ビバップ号殺人事件 第4話

 ジェットは注意深く船内を見てまわっていた。そして、考えをめぐらせていた。
 あの時本当に甲板にスパイクはいたのか?俺はシーツ越しに奴がいると思い込んでいただけなんじゃないのか?
 しかし、スパイクはナイフや刀みたいなエモノは使わない。銃の腕なら確かだが。
第一、動機がない。フェイはともかく、奴にエドを殺す理由はない。
 外部から誰かが侵入したとはやはり考えられない。ジェットは自分の考えにうんざりしながらリビングに戻った。

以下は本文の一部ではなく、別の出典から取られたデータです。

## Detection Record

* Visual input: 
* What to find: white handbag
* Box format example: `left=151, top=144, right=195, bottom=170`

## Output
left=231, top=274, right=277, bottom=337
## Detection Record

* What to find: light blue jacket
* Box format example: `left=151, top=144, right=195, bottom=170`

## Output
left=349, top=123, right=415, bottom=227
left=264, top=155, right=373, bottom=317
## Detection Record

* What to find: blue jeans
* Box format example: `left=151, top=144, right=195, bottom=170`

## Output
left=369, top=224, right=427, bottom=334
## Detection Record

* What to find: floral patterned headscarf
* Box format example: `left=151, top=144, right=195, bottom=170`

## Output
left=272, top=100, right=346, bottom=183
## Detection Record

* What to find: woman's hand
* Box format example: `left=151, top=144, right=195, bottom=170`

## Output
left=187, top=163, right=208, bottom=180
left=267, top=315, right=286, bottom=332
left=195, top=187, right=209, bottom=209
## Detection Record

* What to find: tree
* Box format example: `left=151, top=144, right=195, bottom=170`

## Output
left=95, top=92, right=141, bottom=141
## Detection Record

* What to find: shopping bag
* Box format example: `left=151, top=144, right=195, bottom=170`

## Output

 スパイクはリビングのソファに腰をおろし、いろいろと考えていた。
甲板で釣りをしていたとき、フェイが殺された。あの時、ジェットがほんの少しの間だが、甲板からいなくなった。
アインが殺されたとき、すでに死んでいるフェイの他はアリバイがない。自分も含めて。
エドが殺されたとき、確かにジェットと一緒にいた。しかもこの傷の跡、これはまるで・・・、
昔同じような傷を見た。スパイクは無意識に自分の古傷を押さえた。
「ビシャス・・・。」
そのはずはない。そんなはずはない、必死でそう自分に言い聞かせた。
ふと、顔を上げると自分に向けて銃を構えるジェットの姿がそこにあった。

「いろいろ考えたんだ・・・。スパイク・・・。」
嫌なものを必死で吐き出すようにジェットはうめいた。
「聞かせてくれ、何故だ。何故なんだ・・・。」
「おい、なに言ってるんだ。」
「外から誰かが侵入した形跡はない。俺は誰も殺していない・・・。これ以上言わせないでくれ。」
「偶然だな、俺も同じことを考えていた・・・。」
ゆっくりとスパイクは立ち上がった。その手には、血にまみれた日本刀がきらめいていた。
「やっぱりおまえだったのか。何故だなぜ・・・。」
ジェットはテーブルに倒れこんだ。
 おびただしい血がリビングを赤く染めていく・・・。